Among those who have donated to a political action committee opposing the referendum are apartment developer JPI Multifamily Investments LP; Harlan Crow, son of Dallas real-estate magnate Trammell Crow; and Margot Perot, wife of Electronic Data Systems Corp. founder H. Ross Perot. The Dallas Citizens Council, a group of roughly 100 of the city's business elite, provided $297,000 of the protollway committee's $1.2 million in funds raised.

Mr. Crow waves off the allegation that he and other downtown property owners are maneuvering to benefit their own properties. He characterized his downtown holdings, which include the 1,600-room Hilton Anatole hotel and the Dallas Market Center wholesale complex, as a fraction of his family's real-estate portfolio. "In terms of my personal financial benefit, it doesn't make any difference at all," he says. "If you make Dallas a better place, it will be a better place for everybody."

Some environmentalists argue that installing a tollway downtown will attract more cars and thus release more emissions in the area.
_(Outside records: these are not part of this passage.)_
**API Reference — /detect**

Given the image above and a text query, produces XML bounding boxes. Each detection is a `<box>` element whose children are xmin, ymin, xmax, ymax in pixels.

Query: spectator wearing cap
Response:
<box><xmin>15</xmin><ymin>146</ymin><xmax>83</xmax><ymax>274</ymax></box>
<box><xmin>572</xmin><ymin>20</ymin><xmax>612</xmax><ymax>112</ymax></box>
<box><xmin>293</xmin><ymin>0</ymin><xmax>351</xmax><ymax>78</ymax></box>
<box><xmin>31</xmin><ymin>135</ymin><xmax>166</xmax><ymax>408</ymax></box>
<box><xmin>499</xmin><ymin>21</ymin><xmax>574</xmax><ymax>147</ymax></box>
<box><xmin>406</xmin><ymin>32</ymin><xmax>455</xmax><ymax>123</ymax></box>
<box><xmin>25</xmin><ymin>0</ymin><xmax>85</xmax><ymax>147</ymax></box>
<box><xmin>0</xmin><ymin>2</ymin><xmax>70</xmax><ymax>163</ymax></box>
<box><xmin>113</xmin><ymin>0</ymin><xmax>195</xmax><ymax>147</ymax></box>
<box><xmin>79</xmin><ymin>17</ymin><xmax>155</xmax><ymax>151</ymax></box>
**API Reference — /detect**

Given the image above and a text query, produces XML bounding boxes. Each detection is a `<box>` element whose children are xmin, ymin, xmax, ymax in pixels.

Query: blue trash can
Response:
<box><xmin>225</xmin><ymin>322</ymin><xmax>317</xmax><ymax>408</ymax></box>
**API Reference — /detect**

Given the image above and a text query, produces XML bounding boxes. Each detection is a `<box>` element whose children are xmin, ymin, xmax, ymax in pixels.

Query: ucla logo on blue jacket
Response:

But proponents, including Mayor Leppert, counter that the tollway will relieve traffic jams downtown by providing a "reliever route," and actually reduce emissions because there will be fewer cars idling in traffic.

Mayor Leppert, the chairman and chief executive of construction firm Turner Corp. prior to his election in June, describes the tollway as the linchpin of the entire Trinity River project. The mayor says that restricting or eliminating the tollway will make it challenging to gain federal money for planned expansions of highways feeding into downtown, because federal authorities won't widen roads with the result of funneling traffic into a bottleneck. Routing traffic elsewhere in lieu of building the tollway will cost an estimated $500 million more for buying properties along the alternate route, he says.

If voters reject the tollway, Mayor Leppert says, "then we are going to lose the opportunity to do the Trinity project for your generation and mine."